Outwardly, my brother projects a hardened image: detached, expressionless, almost cold. Inwardly, the bolted brackets that had been holding him together are snapping violently under pressure, one by one.
I look at my mirrored message now fading as the air rushes in, but the intent remains stark: Michael will be found innocent. I would carve it into my grandmother’s gravestone if I could. Think it, see it, believe it, make it happen.
But whatever intent I put out there is not enough to remove the ache and worry we feel as a family. I find myself constantly reflecting, going back to a time when we believed Hollywood to be only a magical place; when we believed in the Yellow Brick Road.
I watch the local news on the television in my room, looking ahead to day 11 of the trial.
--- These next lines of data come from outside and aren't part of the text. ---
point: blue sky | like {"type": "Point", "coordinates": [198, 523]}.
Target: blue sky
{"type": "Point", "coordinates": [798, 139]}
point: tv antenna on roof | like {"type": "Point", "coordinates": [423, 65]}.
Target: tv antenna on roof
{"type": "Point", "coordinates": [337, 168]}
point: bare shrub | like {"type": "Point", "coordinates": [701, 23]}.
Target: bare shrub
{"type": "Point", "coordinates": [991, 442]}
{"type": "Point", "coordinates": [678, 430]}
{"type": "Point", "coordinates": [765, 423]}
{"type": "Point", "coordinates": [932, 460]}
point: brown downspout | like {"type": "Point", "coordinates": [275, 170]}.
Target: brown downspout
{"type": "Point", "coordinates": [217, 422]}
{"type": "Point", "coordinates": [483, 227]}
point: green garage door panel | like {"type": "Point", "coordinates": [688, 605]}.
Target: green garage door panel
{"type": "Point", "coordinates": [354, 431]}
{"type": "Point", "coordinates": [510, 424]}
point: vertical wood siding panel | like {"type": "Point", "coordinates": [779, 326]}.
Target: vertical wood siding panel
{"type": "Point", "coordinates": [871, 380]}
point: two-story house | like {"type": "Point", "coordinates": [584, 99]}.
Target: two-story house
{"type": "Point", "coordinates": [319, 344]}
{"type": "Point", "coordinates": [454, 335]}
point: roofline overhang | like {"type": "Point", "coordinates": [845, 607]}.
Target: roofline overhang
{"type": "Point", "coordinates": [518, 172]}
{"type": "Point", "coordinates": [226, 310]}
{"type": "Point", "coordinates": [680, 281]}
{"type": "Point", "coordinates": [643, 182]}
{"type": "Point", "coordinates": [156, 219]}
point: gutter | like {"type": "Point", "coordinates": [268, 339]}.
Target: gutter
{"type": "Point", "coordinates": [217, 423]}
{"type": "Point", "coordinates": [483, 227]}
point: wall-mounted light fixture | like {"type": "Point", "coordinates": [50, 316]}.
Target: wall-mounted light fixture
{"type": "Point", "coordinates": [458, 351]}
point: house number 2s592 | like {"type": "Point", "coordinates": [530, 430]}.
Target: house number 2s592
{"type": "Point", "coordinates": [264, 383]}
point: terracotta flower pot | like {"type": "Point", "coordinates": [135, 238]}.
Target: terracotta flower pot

I think of Michael at Neverland. The cars will be pulling up in the courtyard. He will have been up four hours, eaten breakfast on a silver tray in his room, alone – stealing time on his own – before coming downstairs, giving himself 45 minutes between departure and arrival. His routine is clockwork, organised like some back-stage itinerary.
I think of all he has achieved, and all he is now being put through.
How has something so beautiful turned so twisted and ugly? Did fame do it? Is this the end-game in the American Dream when a black man achieves success on this magnitude? Is this what happens when an artist becomes bigger than his record label? Is this about publishing rights? Ruin the man, keep the money-machine?
These are the questions that race through my mind.
Are his Hollywood friends and one-time attorneys, allies and producers staying away because they regard him as nuclear – treating friendship like a sponsorship deal? What about those divisive people who whispered into a malleable ear that we, his family, should be kept at a distance, not trusted. Why aren’t they alongside him now, whispering encouragement and support?
Michael is fast realising who his friends aren’t, and what family means. But now his liberty is at stake, and everything he has built up is in danger of collapsing. I want to turn back time: lift the needle off the record and return us to the first track as the Jackson 5 – a time of togetherness, unity and brotherhood. ‘All for one, and one for all,’ as Mother used to say.